Dorothy countered anguish of possible separation and loss by giving into God, baptizing the child—giving the child to God—followed by her own baptism and confirmation—giving herself to God. Countering the anxiety incumbent upon motherhood, she sought God daily in Mass, prayer, and in her reading of Scripture.

Dorothy discovered that motherhood is more than drudgery, housework, cooking, wiping bottoms and tears. “A woman can achieve the highest spirituality and union with God through her house and children, through doing her work.” Often the hecticness of life denies such feelings, and the day-to-day living seems the furthest from God and His expectations. But it is precisely this work of parenting that is the highest calling of the lay Catholic. The mother can be blinded by this calling, can ignore it and push it away, but that only brings darkness and despair.

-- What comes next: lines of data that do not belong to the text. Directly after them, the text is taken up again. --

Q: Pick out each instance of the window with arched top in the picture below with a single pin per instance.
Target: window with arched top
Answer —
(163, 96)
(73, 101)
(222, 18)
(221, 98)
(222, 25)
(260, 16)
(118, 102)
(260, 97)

Still, Dorothy did so much more, becoming a mother to more than just her biological child. Her books and articles in The Catholic Worker reveal a person of tremendous energy constantly at work for others, for laboring people, for farmers, for the unemployed, for the homeless, for the uneducated. She was a person that fought the forces of modernization threatening to destroy the community and the familial base of the community. She agreed with her colleague Peter Maurin that the modern industrial world has destroyed the foundations for family and communities found in the traditional organic life of the farmer. She worked tirelessly to purchase land to open farm communes where families could experience the traditional community life of the farm. Believing that traditional societies were based on hospitality, Dorothy and Peter and the other people involved with The Catholic Worker founded houses of hospitality all over America where people could enjoy the warmth of human friendship in their search for a meal, shelter, and companionship. Dorothy spent much of her time traveling to different houses of hospitality throughout the country to ensure that they were well maintained and conforming to the ideals of The Catholic Worker.

And yet, with all of this activity, with all of the relationships she formed, a modern community and family, she still felt incomplete. She read many books about religion and life. She looked to the saints of the past, especially female saints and the Virgin Mary, to feel inspired in her work. She mingled with leaders of the Church as well as the most downtrodden lay person. She spent her life asking questions and seeking answers. There was something missing.

Dorothy Day was an honest person. She could have decorated her life in bows and ribbons in her autobiography and titled it something cheery and happy. But instead, she called her life The Long Loneliness. Over the course of her life, she knew what was missing, that something that cannot be fulfilled by marriage, work, career, education, or motherhood . . . although being a mother was the closest she could get to the solution for loneliness. Only when she had her final breath, when the life force left her, did she feel complete, at one, merged with love, and the long loneliness came to an end.